Goose Busters’s trained border collies reduce the number of geese in the city’s parks, MLive reports. Founder Chris Compton and his staff chase off geese from around 300 sites a day, including dozens in Washtenaw County. Compton says that when they first started, “there was probably a good 1,000 geese at any time” in the city’s riverfront parks, but that’s dropped to around 150.
City council unanimously approved easements for DTE Energy gas pipelines in two parks, Veterans Memorial Park and Virginia Park, MLive reports. The move is illustrative of the tension between the city’s 2030 carbon neutrality goal and its current energy needs: though ultimately joining his colleagues in supporting the motion, councilmember Ali Ramlawi noted that “it seems a little bit of an oxymoron to approve this and still try to wean ourselves off of natural gas and fossil fuels.”

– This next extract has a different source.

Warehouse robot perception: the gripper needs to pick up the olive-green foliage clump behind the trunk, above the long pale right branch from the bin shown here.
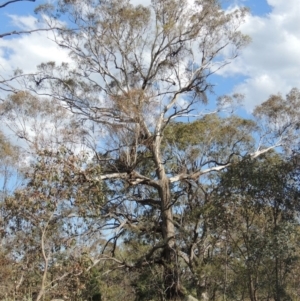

City council approved a $853k sustainability education contract with the Ecology Center, MLive reports. Goals include “increasing the recycling rate in the commercial sector, moving toward a more circular economy, reducing waste generated, and raising community awareness about appropriate handling of recyclable, compostable and trash materials” to reduce contamination.
Council directed the city administrator to request noise abatement for M-14 from the Michigan Department of Transportation, MLive reports (subscriber exclusive). The excessive noise from a stretch of highway that passes near Wines Elementary – caused in part by the road’s surface material and a problem for decades – led over 600 residents to petition for the issue to be addressed.
Mayor Christopher Taylor has officiated more than 300 weddings, MLive reports (subscriber exclusive). Taylor began officiating free weddings, some as short as five minutes, in 2015 after the Supreme Court ruled bans on gay marriage unconstitutional. “It’s a pleasure being part of folks’ day,” Taylor said.
A trio of “citizen scientists” has put together a 100-page booklet of butterflies at Greenview Nature Area, Lisa Lava-Kellar reports in the August Observer. Co-author John Swales, who’s been making weekly counts of butterflies and skippers there since “the middle Aughts,” hopes the booklet inspires others to track fauna and flora in Ann Arbor parks and preserves.
The Dexter Cider Mill opens for the fall season tomorrow, ClickOnDetroit reports. The oldest continuously operating mill in the state, the family-owned business offers apple cider, doughnuts, and more.